Avant cette ouverture programmée pour 2015, l'accès aux mines et aux chantiers de fouilles n'étaient possibles que sur demandes motivées. J'ai pu accéder à l'une de ces minières (bien trop petite et "fragile" pour être ouverte à un tourisme "de masse") en 2013 avec l'aimable autorisation du Centre de Recherche Archéologique du Camp à Cayaux du Service public de Wallonie (Spiennes) et grâce à Maxime Dumenil de l'Université de Mons. Merci à eux.

Détail de l'empreinte en creux d'un rognon de silex extrait par des mineurs du Néolithique

Figure 2. Détail de l'empreinte en creux d'un rognon de silex extrait par des mineurs du Néolithique

On voit très bien les traces faites par les outils (probablement eux-mêmes en silex), traces sous forme de sillons mis en valeur par l'éclairage rasant.




Mosaïque montrant autant que faire se peut le cadre des images précédentes dans une minière de silex de Spiennes (Belgique)

Vue d'une autre galerie de la même minière de silex, d'environ 100 cm de hauteur à gauche, 50 cm à droite

Figure 6. Vue d'une autre galerie de la même minière de silex, d'environ 100 cm de hauteur à gauche, 50 cm à droite

Presque au centre de l'image, un boyau très étroit mène à une autre zone d'exploitation.


Puits d'accès (vu depuis sa base) aux galeries de la minière de silex des images précédentes, Spiennes (Belgique)

Figure 7. Puits d'accès (vu depuis sa base) aux galeries de la minière de silex des images précédentes, Spiennes (Belgique)

Ce puits vertical, creusé il y a environ 6000 ans, mesure une dizaine de mètres de hauteur, pour moins d'un mètre de diamètre. Il a été vidé, dégagé, "sécurisé" et aménagé (échelle, câbles et tuyau de ventilation) par les archéologues. Un rognon de silex enchâssé dans la craie est visible au centre droit de l'image. On peut supposer que les minières ouvertes au tourisme (qui ne pourra jamais être un tourisme de masse vue la taille des puits et galeries) auront des accès plus aisés que cette minière.


Dessin montrant ce que pouvaient être les modalités d'exploitation des silex de Spiennes (Belgique) il y a 6000 ans

Figure 8. Dessin montrant ce que pouvaient être les modalités d'exploitation des silex de Spiennes (Belgique) il y a 6000 ans

Les conditions de travail du mineur en bas à gauche ne devaient pas être "faciles".

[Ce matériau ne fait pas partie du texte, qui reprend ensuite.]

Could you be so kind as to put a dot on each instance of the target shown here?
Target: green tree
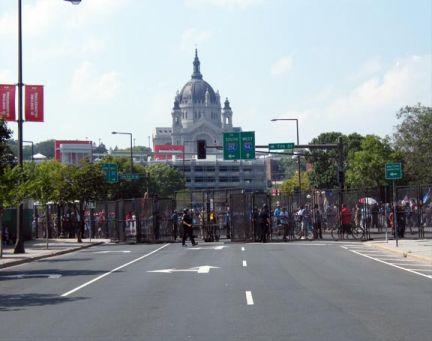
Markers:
(165, 180)
(365, 168)
(325, 162)
(87, 183)
(290, 184)
(413, 138)
(46, 185)
(14, 188)
(46, 148)
(126, 189)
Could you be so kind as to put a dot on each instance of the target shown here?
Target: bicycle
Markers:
(358, 232)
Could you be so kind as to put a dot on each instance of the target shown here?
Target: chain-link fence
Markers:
(236, 215)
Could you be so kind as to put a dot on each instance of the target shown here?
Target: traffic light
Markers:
(201, 149)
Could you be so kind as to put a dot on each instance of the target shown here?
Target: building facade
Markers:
(197, 114)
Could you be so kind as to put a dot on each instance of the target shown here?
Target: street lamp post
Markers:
(19, 245)
(130, 134)
(298, 143)
(32, 148)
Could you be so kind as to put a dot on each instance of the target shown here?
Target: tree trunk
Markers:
(19, 244)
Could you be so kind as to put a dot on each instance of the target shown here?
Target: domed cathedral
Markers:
(197, 115)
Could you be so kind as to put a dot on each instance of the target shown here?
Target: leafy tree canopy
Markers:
(365, 167)
(413, 138)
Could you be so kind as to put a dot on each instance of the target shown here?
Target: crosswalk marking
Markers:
(396, 262)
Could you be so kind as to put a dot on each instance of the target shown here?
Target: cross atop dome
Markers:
(196, 71)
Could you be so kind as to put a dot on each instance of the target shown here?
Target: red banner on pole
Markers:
(34, 103)
(7, 102)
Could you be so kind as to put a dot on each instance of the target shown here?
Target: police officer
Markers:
(187, 228)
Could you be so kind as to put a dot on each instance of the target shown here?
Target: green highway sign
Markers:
(281, 146)
(239, 146)
(247, 151)
(129, 176)
(393, 171)
(231, 146)
(111, 172)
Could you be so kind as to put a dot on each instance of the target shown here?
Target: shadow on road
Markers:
(51, 274)
(22, 301)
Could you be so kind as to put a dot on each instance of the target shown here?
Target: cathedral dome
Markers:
(197, 90)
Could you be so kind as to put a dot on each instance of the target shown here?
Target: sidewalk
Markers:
(36, 249)
(419, 249)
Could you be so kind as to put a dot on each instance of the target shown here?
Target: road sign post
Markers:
(247, 151)
(281, 146)
(231, 146)
(111, 172)
(393, 171)
(129, 176)
(239, 146)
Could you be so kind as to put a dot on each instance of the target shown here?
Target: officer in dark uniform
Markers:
(187, 228)
(264, 216)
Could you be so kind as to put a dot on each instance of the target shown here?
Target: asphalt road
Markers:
(282, 291)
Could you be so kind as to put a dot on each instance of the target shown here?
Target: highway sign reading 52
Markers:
(393, 171)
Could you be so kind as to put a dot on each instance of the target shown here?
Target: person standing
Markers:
(264, 216)
(174, 220)
(345, 216)
(187, 228)
(227, 222)
(284, 220)
(317, 216)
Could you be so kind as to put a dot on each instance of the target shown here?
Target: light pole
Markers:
(298, 143)
(19, 245)
(32, 148)
(130, 134)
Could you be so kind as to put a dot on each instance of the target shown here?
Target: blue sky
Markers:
(342, 65)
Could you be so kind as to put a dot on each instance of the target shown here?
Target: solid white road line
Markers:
(249, 298)
(110, 272)
(391, 264)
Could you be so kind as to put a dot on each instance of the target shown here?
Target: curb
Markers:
(402, 252)
(48, 255)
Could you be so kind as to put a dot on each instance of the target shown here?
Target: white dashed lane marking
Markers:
(249, 298)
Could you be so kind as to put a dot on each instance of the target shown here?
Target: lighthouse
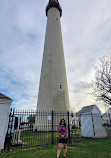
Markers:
(53, 89)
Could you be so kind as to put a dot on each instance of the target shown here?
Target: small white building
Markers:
(106, 118)
(5, 106)
(91, 122)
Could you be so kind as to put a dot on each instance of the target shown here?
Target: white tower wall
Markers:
(53, 73)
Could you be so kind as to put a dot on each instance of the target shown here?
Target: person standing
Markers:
(63, 136)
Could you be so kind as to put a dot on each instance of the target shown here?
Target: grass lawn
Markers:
(100, 148)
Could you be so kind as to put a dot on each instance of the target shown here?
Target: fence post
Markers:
(52, 140)
(69, 128)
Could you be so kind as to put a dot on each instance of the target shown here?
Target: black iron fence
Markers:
(32, 129)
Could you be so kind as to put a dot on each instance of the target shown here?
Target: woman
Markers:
(63, 135)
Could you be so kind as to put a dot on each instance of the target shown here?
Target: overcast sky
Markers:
(86, 30)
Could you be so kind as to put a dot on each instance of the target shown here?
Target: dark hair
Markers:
(64, 122)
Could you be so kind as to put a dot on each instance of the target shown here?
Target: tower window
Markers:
(60, 87)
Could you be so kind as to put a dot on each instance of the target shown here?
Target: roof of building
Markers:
(2, 96)
(86, 109)
(107, 112)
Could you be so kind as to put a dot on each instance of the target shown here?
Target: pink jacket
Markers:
(62, 130)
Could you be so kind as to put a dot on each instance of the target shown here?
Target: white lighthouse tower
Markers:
(53, 90)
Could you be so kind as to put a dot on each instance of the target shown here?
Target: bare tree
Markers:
(102, 83)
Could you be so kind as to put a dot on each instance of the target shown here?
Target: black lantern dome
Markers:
(54, 4)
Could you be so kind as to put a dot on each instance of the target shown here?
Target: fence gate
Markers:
(31, 129)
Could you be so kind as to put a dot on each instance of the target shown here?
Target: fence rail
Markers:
(31, 129)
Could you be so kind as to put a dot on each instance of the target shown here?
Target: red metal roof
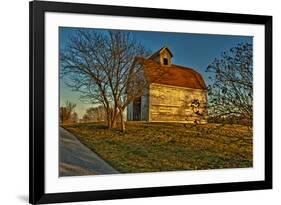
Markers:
(172, 75)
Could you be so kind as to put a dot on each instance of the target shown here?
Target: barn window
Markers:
(165, 61)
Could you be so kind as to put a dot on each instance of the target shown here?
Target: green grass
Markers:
(151, 147)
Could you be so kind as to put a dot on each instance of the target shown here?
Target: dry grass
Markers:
(151, 147)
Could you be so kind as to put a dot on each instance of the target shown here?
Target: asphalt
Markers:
(75, 159)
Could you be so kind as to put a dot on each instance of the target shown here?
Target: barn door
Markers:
(137, 109)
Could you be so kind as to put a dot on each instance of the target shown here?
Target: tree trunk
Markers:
(123, 128)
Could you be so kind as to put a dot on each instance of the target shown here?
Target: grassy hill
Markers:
(152, 147)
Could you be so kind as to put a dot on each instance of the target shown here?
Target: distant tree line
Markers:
(68, 114)
(102, 66)
(230, 96)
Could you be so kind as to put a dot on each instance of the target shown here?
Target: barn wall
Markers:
(144, 107)
(130, 112)
(171, 103)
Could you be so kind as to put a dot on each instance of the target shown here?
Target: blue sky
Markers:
(191, 50)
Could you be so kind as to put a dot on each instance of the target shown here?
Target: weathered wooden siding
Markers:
(171, 103)
(144, 107)
(130, 112)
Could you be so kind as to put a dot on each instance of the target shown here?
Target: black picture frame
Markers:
(37, 194)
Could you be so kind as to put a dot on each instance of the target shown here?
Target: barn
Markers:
(174, 93)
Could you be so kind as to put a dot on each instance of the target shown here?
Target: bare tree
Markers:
(95, 114)
(231, 94)
(67, 113)
(102, 67)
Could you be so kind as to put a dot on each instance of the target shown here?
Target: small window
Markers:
(165, 61)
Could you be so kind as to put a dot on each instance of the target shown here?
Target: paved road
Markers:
(76, 159)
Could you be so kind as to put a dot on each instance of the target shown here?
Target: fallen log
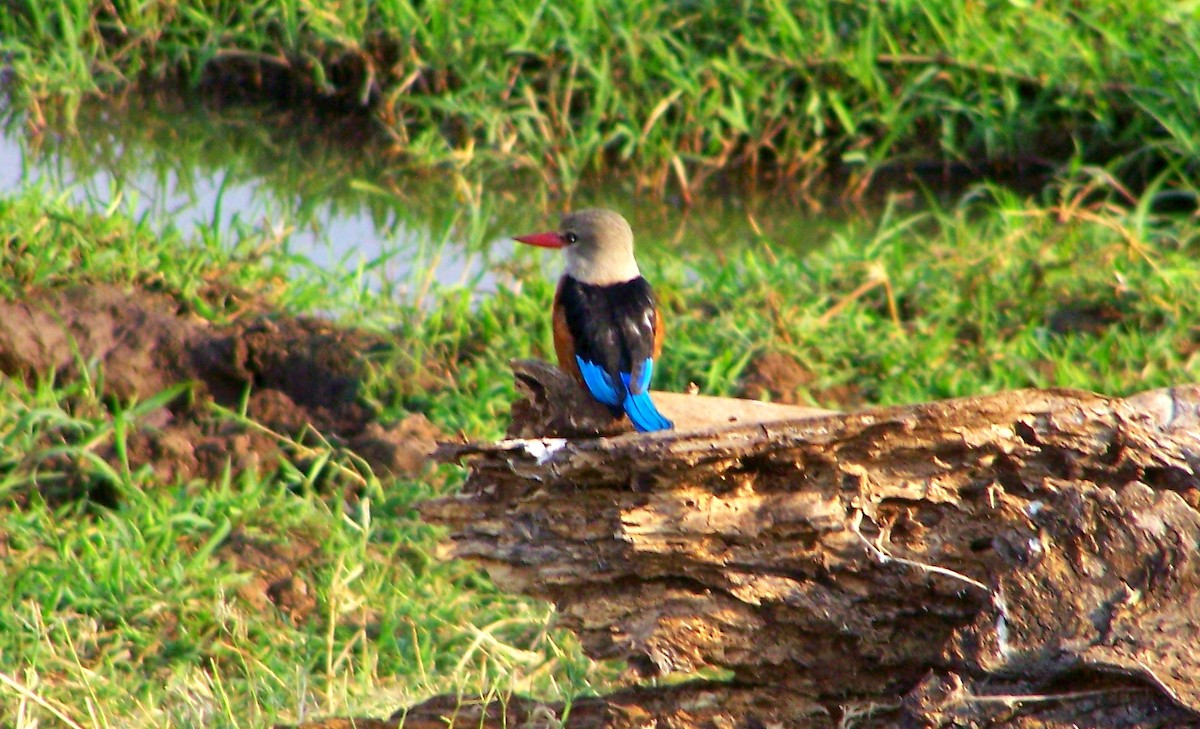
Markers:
(1020, 559)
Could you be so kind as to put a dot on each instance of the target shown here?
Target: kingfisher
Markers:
(607, 331)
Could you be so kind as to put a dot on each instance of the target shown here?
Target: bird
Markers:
(607, 329)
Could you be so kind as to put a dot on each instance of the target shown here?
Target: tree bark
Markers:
(1021, 559)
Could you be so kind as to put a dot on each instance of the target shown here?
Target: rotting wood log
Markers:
(1021, 559)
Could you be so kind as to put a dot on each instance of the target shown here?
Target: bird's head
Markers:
(598, 245)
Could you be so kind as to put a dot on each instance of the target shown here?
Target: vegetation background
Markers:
(993, 194)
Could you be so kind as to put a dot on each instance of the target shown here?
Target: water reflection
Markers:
(339, 202)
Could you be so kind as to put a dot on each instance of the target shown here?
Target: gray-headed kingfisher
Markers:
(607, 331)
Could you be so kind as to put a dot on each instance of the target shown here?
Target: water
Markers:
(335, 200)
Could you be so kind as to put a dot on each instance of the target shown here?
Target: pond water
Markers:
(333, 200)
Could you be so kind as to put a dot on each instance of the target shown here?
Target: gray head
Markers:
(598, 243)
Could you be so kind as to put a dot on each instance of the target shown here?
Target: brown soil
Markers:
(295, 377)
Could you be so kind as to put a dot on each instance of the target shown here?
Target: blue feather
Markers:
(639, 407)
(599, 384)
(642, 413)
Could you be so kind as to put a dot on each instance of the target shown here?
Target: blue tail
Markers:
(642, 413)
(640, 408)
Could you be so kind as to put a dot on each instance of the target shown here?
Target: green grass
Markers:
(672, 91)
(131, 615)
(135, 615)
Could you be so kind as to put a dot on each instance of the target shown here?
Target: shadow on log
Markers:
(1023, 559)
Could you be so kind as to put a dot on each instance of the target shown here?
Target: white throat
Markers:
(601, 267)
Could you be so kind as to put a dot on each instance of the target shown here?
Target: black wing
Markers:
(612, 326)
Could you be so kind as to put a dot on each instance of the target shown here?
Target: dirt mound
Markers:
(294, 377)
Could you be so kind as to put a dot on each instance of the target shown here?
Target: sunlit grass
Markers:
(132, 614)
(673, 91)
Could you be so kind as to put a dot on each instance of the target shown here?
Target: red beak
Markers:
(544, 240)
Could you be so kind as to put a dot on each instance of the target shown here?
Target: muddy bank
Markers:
(297, 378)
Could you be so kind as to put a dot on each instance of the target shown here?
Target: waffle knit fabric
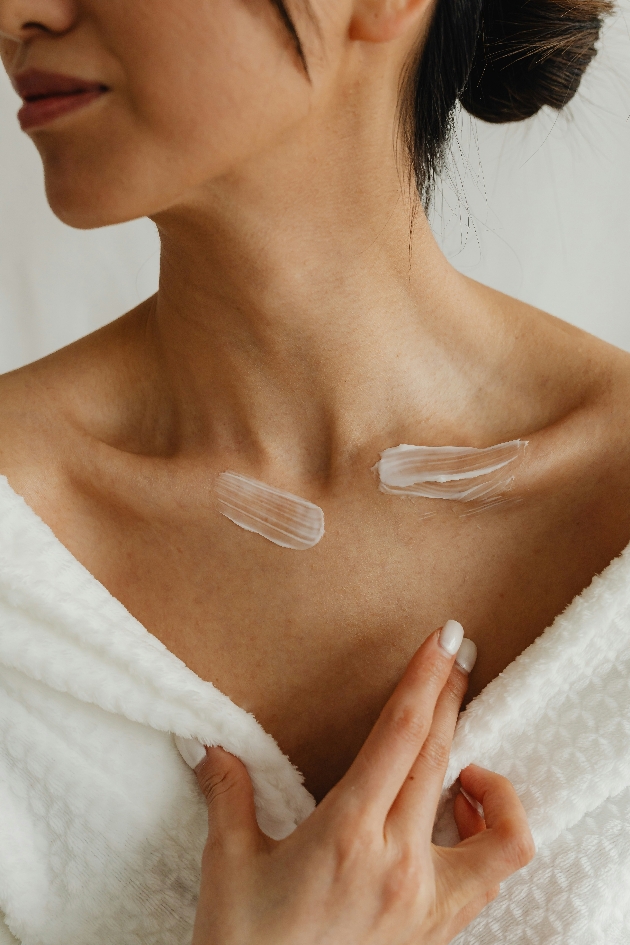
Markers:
(101, 822)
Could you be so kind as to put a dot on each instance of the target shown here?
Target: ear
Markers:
(379, 21)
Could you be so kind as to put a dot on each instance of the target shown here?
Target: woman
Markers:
(305, 323)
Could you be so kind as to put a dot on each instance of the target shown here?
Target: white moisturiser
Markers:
(283, 518)
(458, 473)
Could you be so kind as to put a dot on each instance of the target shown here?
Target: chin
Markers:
(90, 186)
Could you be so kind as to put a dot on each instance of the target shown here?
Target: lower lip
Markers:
(44, 110)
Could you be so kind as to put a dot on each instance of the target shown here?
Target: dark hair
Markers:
(502, 59)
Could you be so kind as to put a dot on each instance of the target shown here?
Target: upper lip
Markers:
(34, 84)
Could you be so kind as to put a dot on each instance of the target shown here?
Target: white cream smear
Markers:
(281, 517)
(458, 473)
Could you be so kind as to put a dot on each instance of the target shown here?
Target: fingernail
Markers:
(471, 800)
(191, 750)
(451, 636)
(466, 655)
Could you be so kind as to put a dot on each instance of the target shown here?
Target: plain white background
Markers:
(540, 210)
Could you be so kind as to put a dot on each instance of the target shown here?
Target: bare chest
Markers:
(312, 643)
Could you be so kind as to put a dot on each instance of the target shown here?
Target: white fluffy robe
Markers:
(101, 822)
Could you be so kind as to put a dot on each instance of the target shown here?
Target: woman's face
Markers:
(186, 91)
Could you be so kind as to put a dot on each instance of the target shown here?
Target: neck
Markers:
(304, 328)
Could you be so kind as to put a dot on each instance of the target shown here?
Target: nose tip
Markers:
(21, 20)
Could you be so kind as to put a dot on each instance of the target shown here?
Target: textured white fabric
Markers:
(101, 822)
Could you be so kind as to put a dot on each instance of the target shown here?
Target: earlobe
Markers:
(380, 21)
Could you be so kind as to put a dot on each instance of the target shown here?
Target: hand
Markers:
(361, 869)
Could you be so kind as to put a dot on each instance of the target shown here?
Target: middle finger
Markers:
(413, 811)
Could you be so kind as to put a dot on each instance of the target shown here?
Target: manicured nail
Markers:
(466, 655)
(451, 636)
(191, 750)
(471, 800)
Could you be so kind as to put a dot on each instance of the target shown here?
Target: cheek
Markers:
(201, 89)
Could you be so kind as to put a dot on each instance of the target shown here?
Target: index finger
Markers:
(391, 748)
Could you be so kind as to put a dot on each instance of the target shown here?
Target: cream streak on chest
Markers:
(281, 517)
(481, 477)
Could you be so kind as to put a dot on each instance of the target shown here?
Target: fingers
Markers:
(469, 821)
(413, 811)
(489, 856)
(386, 758)
(228, 790)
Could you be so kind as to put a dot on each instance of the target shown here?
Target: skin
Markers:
(301, 326)
(362, 867)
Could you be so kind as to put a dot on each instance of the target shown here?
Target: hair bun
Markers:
(531, 53)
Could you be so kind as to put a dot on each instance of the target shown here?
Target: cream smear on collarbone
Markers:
(281, 517)
(478, 478)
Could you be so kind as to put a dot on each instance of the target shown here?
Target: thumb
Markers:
(228, 790)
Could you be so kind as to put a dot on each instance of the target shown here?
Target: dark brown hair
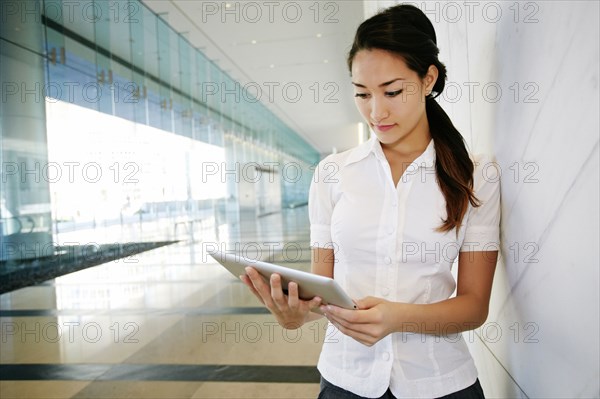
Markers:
(405, 31)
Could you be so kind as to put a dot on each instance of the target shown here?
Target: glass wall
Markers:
(116, 130)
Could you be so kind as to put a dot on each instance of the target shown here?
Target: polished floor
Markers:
(166, 323)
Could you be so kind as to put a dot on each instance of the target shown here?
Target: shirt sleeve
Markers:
(320, 205)
(483, 222)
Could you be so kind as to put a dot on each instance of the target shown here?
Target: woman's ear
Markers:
(430, 78)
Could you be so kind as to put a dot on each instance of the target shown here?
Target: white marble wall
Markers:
(533, 67)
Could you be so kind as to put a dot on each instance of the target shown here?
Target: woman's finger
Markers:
(293, 300)
(277, 292)
(261, 287)
(246, 280)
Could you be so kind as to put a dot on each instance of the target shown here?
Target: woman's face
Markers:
(391, 97)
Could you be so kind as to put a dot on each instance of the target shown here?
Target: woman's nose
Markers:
(378, 111)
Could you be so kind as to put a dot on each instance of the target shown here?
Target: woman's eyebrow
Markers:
(381, 85)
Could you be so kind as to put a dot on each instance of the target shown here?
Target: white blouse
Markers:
(385, 245)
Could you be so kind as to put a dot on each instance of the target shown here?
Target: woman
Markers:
(389, 224)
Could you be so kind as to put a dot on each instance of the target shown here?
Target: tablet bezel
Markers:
(309, 284)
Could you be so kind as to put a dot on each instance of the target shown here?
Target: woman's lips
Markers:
(383, 128)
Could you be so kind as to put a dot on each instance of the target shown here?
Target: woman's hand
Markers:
(290, 311)
(370, 323)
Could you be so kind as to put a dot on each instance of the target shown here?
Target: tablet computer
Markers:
(309, 284)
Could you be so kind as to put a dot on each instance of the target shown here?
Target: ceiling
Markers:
(292, 51)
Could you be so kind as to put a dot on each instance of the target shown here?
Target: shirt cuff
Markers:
(481, 238)
(320, 236)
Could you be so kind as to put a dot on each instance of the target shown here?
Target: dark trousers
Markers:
(330, 391)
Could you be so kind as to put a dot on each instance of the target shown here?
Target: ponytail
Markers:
(454, 168)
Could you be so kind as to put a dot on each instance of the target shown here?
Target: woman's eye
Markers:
(393, 93)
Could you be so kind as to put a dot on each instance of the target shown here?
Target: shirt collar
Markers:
(426, 159)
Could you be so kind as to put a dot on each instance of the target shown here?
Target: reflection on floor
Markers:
(167, 323)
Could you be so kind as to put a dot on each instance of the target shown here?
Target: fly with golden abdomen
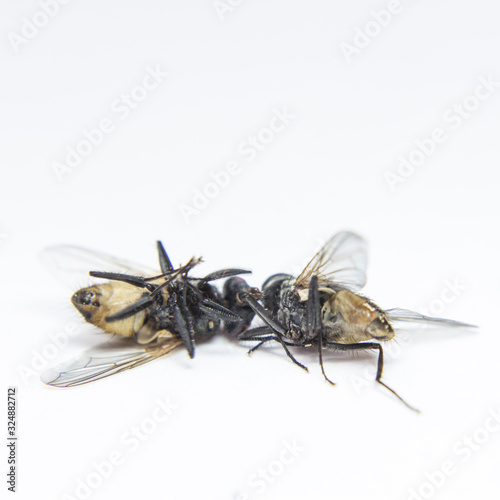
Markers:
(154, 314)
(322, 308)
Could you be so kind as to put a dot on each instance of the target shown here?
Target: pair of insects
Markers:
(157, 313)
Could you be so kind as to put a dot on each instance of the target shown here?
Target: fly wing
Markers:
(103, 361)
(70, 264)
(342, 259)
(403, 319)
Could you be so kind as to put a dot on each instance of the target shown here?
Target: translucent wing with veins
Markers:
(69, 264)
(403, 319)
(105, 360)
(342, 259)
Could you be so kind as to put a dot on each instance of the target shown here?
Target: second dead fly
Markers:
(322, 308)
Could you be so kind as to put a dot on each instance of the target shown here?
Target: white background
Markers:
(326, 171)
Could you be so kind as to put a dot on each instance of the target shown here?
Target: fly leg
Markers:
(272, 326)
(314, 322)
(380, 363)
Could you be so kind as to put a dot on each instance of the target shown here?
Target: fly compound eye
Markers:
(85, 298)
(380, 329)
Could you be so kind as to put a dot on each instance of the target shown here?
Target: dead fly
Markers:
(322, 308)
(156, 314)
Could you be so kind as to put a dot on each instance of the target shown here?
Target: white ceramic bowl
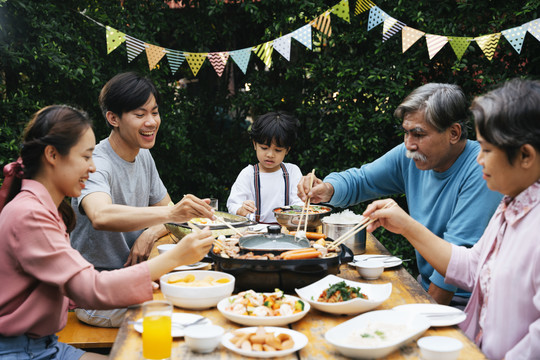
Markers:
(165, 247)
(261, 320)
(203, 338)
(197, 297)
(370, 269)
(439, 348)
(340, 336)
(377, 294)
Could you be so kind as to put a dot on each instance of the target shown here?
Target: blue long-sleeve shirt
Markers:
(455, 205)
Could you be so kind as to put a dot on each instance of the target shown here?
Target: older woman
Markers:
(39, 270)
(503, 269)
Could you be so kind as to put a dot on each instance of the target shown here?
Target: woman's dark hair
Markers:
(281, 127)
(60, 126)
(126, 92)
(509, 116)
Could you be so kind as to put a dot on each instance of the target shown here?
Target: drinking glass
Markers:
(157, 338)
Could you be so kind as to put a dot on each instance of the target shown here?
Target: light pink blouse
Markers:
(511, 326)
(39, 270)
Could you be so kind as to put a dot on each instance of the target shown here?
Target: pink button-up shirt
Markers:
(512, 313)
(39, 270)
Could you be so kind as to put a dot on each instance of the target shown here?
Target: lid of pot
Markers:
(274, 240)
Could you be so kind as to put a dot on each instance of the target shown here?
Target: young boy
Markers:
(271, 183)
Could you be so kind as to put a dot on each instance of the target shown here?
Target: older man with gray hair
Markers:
(435, 168)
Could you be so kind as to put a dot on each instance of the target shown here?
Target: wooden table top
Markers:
(405, 290)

Dessin de B. Clarys extrait de http://minesdespiennes.org/.



Une "grande" galerie d'une autre minière de silex de la région de Spiennes (Belgique)

Figure 10. Une "grande" galerie d'une autre minière de silex de la région de Spiennes (Belgique)

C'est sans doute de telles galeries qui seront accessibles aux visiteurs dès l'ouverture du Centre de Découverte "Silex's".


Dans le Centre de Recherche Archéologique du Camp à Cayaux (Spiennes, Belgique)

Figure 11. Dans le Centre de Recherche Archéologique du Camp à Cayaux (Spiennes, Belgique)

Un rapide aperçu de ce que devrait présenter le futur Centre de Découverte (Silex's).


Une lame de silex du Centre de Recherche Archéologique du Camp à Cayaux (Spiennes, Belgique)

Figure 12. Une lame de silex du Centre de Recherche Archéologique du Camp à Cayaux (Spiennes, Belgique)

Un rapide aperçu de ce que devrait présenter le futur Centre de Découverte (Silex's).